The skill describes how External-DNS watches Kubernetes Service and Ingress resources and synchronizes DNS records to supported providers. It explains provider configuration (workload identity/IRSA/API tokens), required RBAC/IAM permissions, Helm values for safe deployments, and diagnostics for sync issues. It also covers observability metrics, annotations for per-resource behavior, and GitOps patterns with ArgoCD.

When to use it

  • Implement automatic DNS management for Kubernetes workloads
  • Set up provider authentication (Azure Workload Identity, AWS IRSA, Cloudflare API token, GCP service account)
  • Troubleshoot DNS synchronization and ownership conflicts
  • Deploy production-grade, secure External-DNS with HA and appropriate policies
  • Integrate External-DNS into GitOps pipelines with ArgoCD

Best practices

  • Prefer workload identities or IRSA over static credentials and store tokens in Kubernetes Secrets
  • Use policy: upsert-only in production to avoid accidental deletions
  • Set unique txtOwnerId per cluster and restrict domainFilters to required zones
  • Run External-DNS non-root with readOnlyRootFilesystem and minimal resource requests
  • Conservative sync intervals and replicaCount >1 for high availability and rate-limit protection

Example use cases

  • Azure: configure Workload Identity, assign DNS Zone Contributor role, and sync private DNS zones
  • AWS: attach IAM role via IRSA with Route53 change permissions and use aws-batch-change-size to optimize API calls
  • Cloudflare: supply API token with DNS:Edit and enable cloudflare-proxied for CDN protection
  • GCP: use GKE workload identity annotations and set GOOGLE_PROJECT for project-scoped DNS
  • GitOps: deploy External-DNS per-cluster via ArgoCD ApplicationSet with environment-specific valueFiles

FAQ

How do I avoid conflicting ownership of records between clusters?

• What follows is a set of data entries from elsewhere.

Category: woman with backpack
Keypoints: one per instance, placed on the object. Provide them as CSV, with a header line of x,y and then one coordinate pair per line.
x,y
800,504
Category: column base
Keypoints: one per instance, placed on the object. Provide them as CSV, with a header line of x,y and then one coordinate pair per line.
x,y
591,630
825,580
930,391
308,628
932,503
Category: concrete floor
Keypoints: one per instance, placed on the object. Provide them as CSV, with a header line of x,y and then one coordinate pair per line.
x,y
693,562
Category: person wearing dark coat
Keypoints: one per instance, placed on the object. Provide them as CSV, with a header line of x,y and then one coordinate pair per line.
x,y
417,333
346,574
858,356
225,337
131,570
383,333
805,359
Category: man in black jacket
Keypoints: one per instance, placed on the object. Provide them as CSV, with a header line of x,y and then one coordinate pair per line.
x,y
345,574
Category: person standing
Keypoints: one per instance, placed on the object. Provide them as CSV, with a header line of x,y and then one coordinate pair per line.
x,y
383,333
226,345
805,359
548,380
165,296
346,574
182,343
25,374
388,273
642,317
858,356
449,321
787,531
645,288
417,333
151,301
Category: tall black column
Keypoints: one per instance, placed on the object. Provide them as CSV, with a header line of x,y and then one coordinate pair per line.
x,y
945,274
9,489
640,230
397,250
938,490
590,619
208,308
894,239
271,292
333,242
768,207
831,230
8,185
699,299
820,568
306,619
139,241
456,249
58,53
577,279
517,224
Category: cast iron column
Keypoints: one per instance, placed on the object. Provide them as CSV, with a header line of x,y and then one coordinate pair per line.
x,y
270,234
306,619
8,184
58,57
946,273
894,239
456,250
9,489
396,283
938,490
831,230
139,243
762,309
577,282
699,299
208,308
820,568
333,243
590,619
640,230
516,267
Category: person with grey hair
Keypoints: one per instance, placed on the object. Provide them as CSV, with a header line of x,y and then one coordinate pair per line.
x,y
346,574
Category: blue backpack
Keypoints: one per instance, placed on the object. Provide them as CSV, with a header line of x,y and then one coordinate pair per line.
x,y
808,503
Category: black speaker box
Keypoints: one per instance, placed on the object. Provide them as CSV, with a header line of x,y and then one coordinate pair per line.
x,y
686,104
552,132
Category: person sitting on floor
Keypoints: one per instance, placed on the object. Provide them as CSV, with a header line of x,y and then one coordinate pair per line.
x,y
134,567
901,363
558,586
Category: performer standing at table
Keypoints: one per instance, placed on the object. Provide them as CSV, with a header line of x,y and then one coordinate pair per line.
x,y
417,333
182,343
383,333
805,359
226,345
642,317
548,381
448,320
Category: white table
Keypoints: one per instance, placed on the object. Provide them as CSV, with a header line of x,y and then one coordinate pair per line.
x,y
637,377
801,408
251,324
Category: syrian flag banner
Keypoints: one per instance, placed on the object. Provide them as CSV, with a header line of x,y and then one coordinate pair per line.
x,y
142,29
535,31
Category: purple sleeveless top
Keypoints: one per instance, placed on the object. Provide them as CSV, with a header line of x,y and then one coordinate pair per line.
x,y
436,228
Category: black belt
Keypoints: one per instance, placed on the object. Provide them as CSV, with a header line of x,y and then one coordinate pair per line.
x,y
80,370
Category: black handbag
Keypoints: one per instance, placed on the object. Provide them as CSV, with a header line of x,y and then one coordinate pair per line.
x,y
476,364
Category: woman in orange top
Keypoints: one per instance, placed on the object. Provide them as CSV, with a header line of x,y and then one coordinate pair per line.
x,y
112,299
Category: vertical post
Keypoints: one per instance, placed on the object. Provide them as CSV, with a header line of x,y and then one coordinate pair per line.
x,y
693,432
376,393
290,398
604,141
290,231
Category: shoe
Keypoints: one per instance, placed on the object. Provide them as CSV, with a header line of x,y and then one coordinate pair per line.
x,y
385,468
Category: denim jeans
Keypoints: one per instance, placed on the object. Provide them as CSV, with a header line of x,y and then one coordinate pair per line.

Use a unique txtOwnerId per cluster and limit domainFilters to only the zones each cluster should manage.

When should I use upsert-only vs sync policy?

Use upsert-only in production to prevent external-dns from deleting records. Use sync in development for fast cleanup and iteration.

How can I reduce provider API rate limits?

Increase interval, use batching (aws-batch-change-size), minimize watched sources, and run fewer replicas or stagger rollouts; prefer conservative sync intervals in production.